If the message is detected as spoof and DMARC Policy is set as p=quarantine
Microsoft recommends quarantining the email.
If the message is detected as spoof and DMARC Policy is set as p=reject
Microsoft recommends rejecting the email. Counterarguments I have seen for this is it will send a rejection notice letting the sender, perhaps an attacker, known they can't get in your domain without authenticated emails. It also seems to be much harder to track down an email that was rejected, if everything is quarantined but perhaps set to AdminOnlyAccess quarantine policy, your users can't get to the messages, but you can see easily what's being blocked. Even with a message trace it is hard to find emails that were flat out rejected.

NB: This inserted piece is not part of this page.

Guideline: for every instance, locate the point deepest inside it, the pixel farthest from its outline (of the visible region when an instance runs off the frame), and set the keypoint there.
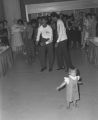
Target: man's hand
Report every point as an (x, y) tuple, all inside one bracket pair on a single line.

If the message is detected as spoof by spoof intelligence
On the less restrictive side, Microsoft recommends sending this to junk, on the stricter side they recommend this go to quarantine with DefaultFullAccessWithNotificationPolicy. Both options are fine, one potential positive to sending it to quarantine is reducing the number of places users have to go to receive email. Email generally goes into the Inbox or focused inbox, moving some to junk and some to quarantine can be confusing or tedious to users.
First contact safety tip
Microsoft recommends this, the message displayed will be either this:
You don't often get email from
<email address>
.
or:
Some people who received this message don't often get email from
.
Tip
I am not sure how this handled for brand new mailboxes but if you are doing a migration you may want to consider disabling this for a month so not every email coming in is being marked as a "first contact" since the service doesn't have understanding of normal contacts post migration.
User impersonation safety tip
Microsoft recommends this be enabled. The messaged displayed will be this:
This sender appears similar to someone who previously sent you email, but may not be that person.
Domain impersonation safety tip
Microsoft recommends this be enabled. The message displayed will be this:
This sender might be impersonating a domain that's associated with your organization.
Unusual characters safety tip
Microsoft recommends this be enabled, and it pertains to impersonated users, not every email received. The message displayed will be this:
The email address
includes unexpected letters or numbers. We recommend you don't interact with this message.
Unauthenticated senders symbol (?) for spoof
This changes the profile logo of the sender in Outlook to a question mark to possibly help clue in a message may not be trustworthy to your end users.
Show "via" tag
This is related to spoofing, perhaps I authenticated via a Gmail domain, but I am attempting to send email as a different domain or my DKIM is not matching. Microsoft's example for this is:
chris@contoso.com via fabrikam.com
Other notes
Brand impersonation
You will sometimes see brand impersonation, this does not have a configurable location, and I am not entirely sure which policy it follows, my assumption would be the phishing within the inbound anti-spam policy. Documentation on it is vague beyond the category added to the email header to distinguish it.